According to market and credit analysts, this positive momentum builds on the upgrades that began in 2023 and continued through 2025, as Greece exited its post‑debt‑crisis “junk” status and regained full investment‑grade ratings from major agencies.

March signals key turning‑point reviews

 March 2026:

  • Moody’s: The American rating giant — which currently places Greece at BBB‑ (stable outlook) — will release its first 2026 sovereign credit review. A positive shift could move Greece closer to A‑grade territory, matching many Eurozone peers.
  • DBRS Morningstar and Scope Ratings: Both agencies, already at BBB (stable outlook), are expected to reaffirm or potentially elevate Greece’s rating.

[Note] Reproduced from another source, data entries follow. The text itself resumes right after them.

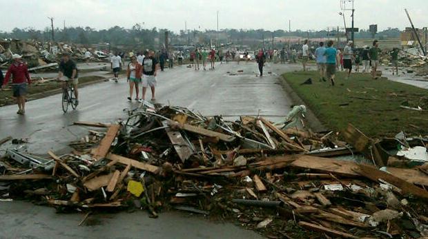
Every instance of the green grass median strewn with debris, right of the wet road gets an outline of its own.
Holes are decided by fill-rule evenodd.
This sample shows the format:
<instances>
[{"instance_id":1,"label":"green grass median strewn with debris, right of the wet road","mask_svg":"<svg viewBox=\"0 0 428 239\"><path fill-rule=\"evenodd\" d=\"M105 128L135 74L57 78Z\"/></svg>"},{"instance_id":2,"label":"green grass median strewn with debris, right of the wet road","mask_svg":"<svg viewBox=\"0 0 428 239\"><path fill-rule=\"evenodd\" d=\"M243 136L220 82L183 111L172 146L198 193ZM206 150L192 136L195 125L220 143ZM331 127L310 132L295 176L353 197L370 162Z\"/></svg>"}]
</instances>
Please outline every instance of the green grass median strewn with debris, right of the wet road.
<instances>
[{"instance_id":1,"label":"green grass median strewn with debris, right of the wet road","mask_svg":"<svg viewBox=\"0 0 428 239\"><path fill-rule=\"evenodd\" d=\"M338 72L335 86L320 82L315 71L282 76L329 129L342 131L352 123L371 137L394 136L400 131L428 134L428 90L385 78L373 80L369 74L351 74L345 80L344 72ZM311 85L301 85L309 78ZM419 105L424 111L403 109L401 105Z\"/></svg>"}]
</instances>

Scope, in particular, has been a trailblazer, being the first to restore Greece to investment grade and to upgrade it within that category.

Later in the spring and early summer 2026, S&P Global and Fitch Ratings are also scheduled to publish their sovereign credit reviews — potentially cementing the next wave of upward revisions.


Why the upgrades matter

A stronger sovereign rating carries multiple implications for Greece’s economy:

  •  Lower borrowing costs — Government bond yields tend to fall as perceived credit risk declines.
  •  Broader investor appeal — Higher ratings make Greek bonds more attractive to conservative institutional investors like pension funds and insurance companies.
  •  Economic confidence and stability — Stronger ratings reflect improved fiscal discipline and structural resilience.

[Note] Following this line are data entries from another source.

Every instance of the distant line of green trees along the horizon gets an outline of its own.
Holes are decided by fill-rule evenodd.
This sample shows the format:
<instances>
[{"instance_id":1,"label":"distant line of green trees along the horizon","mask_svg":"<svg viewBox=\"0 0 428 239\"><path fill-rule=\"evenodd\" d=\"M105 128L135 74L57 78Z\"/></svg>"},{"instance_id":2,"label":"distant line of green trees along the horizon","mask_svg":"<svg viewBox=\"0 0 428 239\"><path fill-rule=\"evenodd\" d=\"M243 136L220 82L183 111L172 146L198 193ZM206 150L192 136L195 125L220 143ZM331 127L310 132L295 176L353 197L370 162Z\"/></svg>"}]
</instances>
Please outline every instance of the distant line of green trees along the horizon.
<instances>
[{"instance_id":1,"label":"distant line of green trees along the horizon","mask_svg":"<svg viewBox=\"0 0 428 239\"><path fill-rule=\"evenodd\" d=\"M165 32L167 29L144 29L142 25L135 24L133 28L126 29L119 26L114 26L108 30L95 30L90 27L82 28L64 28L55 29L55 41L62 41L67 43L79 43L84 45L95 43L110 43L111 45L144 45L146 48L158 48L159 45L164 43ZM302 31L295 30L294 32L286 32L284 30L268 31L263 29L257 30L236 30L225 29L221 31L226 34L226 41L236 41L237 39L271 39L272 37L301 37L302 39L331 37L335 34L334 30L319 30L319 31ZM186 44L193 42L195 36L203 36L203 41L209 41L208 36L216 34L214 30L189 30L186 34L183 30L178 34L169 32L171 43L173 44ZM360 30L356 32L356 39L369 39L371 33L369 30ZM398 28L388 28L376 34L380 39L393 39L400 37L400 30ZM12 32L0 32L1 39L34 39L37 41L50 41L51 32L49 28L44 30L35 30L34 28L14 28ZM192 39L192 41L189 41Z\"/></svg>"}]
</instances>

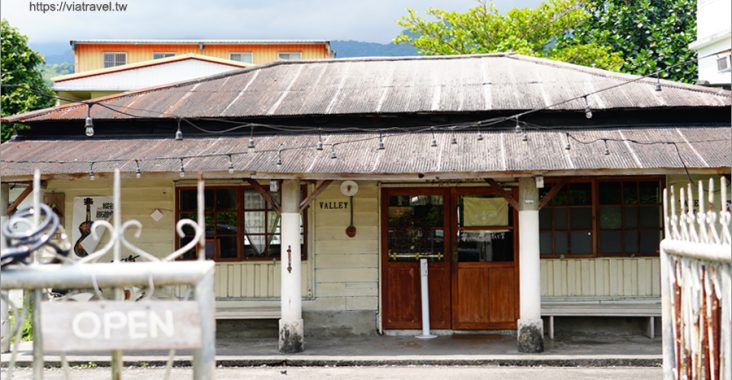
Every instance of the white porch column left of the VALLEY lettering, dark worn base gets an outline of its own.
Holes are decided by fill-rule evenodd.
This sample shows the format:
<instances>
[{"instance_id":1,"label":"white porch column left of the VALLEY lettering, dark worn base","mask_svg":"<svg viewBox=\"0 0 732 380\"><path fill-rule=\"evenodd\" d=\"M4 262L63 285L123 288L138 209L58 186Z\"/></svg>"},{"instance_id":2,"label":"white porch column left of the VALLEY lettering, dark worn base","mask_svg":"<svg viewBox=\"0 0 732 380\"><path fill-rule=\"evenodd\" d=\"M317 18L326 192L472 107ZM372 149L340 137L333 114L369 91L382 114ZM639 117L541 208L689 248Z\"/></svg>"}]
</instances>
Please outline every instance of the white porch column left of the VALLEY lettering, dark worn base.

Greek 10‑year bond yields have tightened markedly compared to European counterparts, reflecting this trend of growing confidence.

What’s driving the improvements

The backdrop behind Greece’s rating upgrades includes several positive economic trends:

  •  Fiscal consolidation: The 2026 budget projects a primary surplus of around 2.8% of GDP.
  •  Debt reduction: Gross public debt is expected to decline further to 138.2% of GDP in 2026, down from 145.9% in 2025, and under 120% by 2029.
  •  Economic growth: Real GDP is projected to grow by approximately 2.4% in 2026.
  •  Banking sector strengthening: Banks have reduced non‑performing loans and improved capital buffers closer to Eurozone averages, boosting financial system stability.

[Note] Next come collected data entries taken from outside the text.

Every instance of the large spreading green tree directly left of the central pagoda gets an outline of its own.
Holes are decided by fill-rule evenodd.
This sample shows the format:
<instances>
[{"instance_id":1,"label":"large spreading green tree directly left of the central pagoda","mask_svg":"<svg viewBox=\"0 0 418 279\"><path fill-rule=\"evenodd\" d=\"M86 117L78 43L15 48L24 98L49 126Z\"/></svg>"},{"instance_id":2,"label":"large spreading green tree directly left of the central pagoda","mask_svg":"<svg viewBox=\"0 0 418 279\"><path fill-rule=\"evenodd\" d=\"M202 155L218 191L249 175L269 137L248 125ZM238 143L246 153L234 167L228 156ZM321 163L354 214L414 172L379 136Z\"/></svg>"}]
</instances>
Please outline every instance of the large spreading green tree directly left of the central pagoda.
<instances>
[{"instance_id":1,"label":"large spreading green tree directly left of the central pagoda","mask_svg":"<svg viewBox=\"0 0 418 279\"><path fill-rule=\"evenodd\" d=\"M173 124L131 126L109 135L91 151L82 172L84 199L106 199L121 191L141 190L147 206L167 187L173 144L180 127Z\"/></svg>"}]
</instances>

These fundamentals — tighter fiscal management, shrinking debt burdens and resilient institutions — underpin the reason agencies are considering further upgrades.

Rating agencies: recent history and expectations

In March 2025, Moody’s upgraded Greece’s sovereign rating to Baa3 — an investment‑grade level — from Ba1 due to rapid public finance improvements and enhanced economic resilience.

Other agencies now assign Greece investment‑grade status at or near BBB, with S&P, Fitch, DBRS and Scope already affirming ratings at that level, leaving Moody’s as the only major house slightly below the others ahead of 2026 reviews.

Market analysts note that Scope’s positive outlook makes it a likely candidate to move Greece up even further, possibly to BBB+ — just one step shy of the coveted A level — as early as March or at its second review in September.

What this means for markets and policy

A sequence of upgrades in 2026 would be seen as endorsement of Greece’s economic strategy — emphasizing fiscal discipline, debt reduction and institutional reform — and would likely help keep borrowing costs in check even as global rates trend higher.

For investors and policymakers alike, these reviews are not just technical rulings, but signals of Greece’s evolving creditworthiness and economic legitimacy on the international stage, especially after years of crisis and recovery.

Greece appears on track for a further round of sovereign rating increases in 2026, beginning with major reviews in March by Moody’s, DBRS and Scope. These upward moves reflect sustained fiscal and economic progress, with the potential to lower borrowing costs and attract broader investor interest, further strengthening confidence in the Greek economy as it continues to shed its crisis legacy.